Iran, Halloween, and A Fond Farewell

Hope you're all well. As previously mentioned, things have picked up ten-fold, so I've got a bunch of goodies to share, and some sad news towards the bottom. The above was going to be a header for a handbill listing ways YOU could preserve Halloween, ranging from how to deal with assholes who turn out the lights the night of trick-or-treating, to educating people on the truths behind the non-existent candy-tampering and the only recorded death that sparked the fear-mongering and insanity of x-raying candy (see Timothy M. O'Brien).

If you've been following my work on this blog, you know I have a very big, pulpy soft-spot for Halloween. The above is the almost-done inks for (hopefully) one of my pieces for Phantom Hand's Halloween show at Tattooed Mom. A slightly more tender handling of my loved holiday this year. It's awaiting some ink wash and limited color. Prints will be available at the aforementioned one-night exhibition. I can already tell this is going to be a killer show; everybody at A Nation of Evil Men 2 was already working on pieces and pretty damn excited to be doing it.

Speaking of A Nation of Evil Men 2; here's the process for my piece. The first sketch started out me trying and failing to get a likeness, and then tired and irritated from work, tuning the sketch into a monster. Of course I didn't end up using it.

The following wasn't much better in the likeness department, and while I really wanted to render falice arms, this just wasn't going the way I wanted it to. Abandon ship.

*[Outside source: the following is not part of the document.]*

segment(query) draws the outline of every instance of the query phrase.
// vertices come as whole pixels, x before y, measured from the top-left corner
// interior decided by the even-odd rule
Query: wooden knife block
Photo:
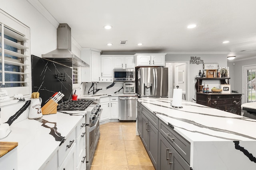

After a few more tries at the face, and a composition that made more sense and was right to the point, I arrived at the below. Kinda looks like him, and I wanted to challenge myself with color... by actually using it. A shit-ton of it. If I had had another week or two I probably would have scrapped the finish of this, but it was better than the pieces I put in the prior version of this exhibition, so I called it even.

The bulk of my creative growth happened the several years I lived in Philadelphia, and my fondest memories of that period are largely connected to four people. Sadly, Friday night I joined friends and well-wishers and saw off one of these four on the next leg of his journey.
I've always been proud to call Anthony Pedro a friend. He's a stand up guy through and through, and his work is a rarity these days, one I take extreme pleasure in. I wrote about him a while back, and again would like to mention that his work really is a mirror into a persona you're just not going to see having a beer with him. His painting is epic, humbling, and at times chilling. It is largely nostalgic of a life he might have left this past Friday to go find, and while I'll miss him, I hope he finds it.
This is a long winded way of me saying 'keep the wind at your back pal'. And if you've never seen Anthony's work, go here now, and light a candle in hope that wherever he lays his head next, he'll have time to create.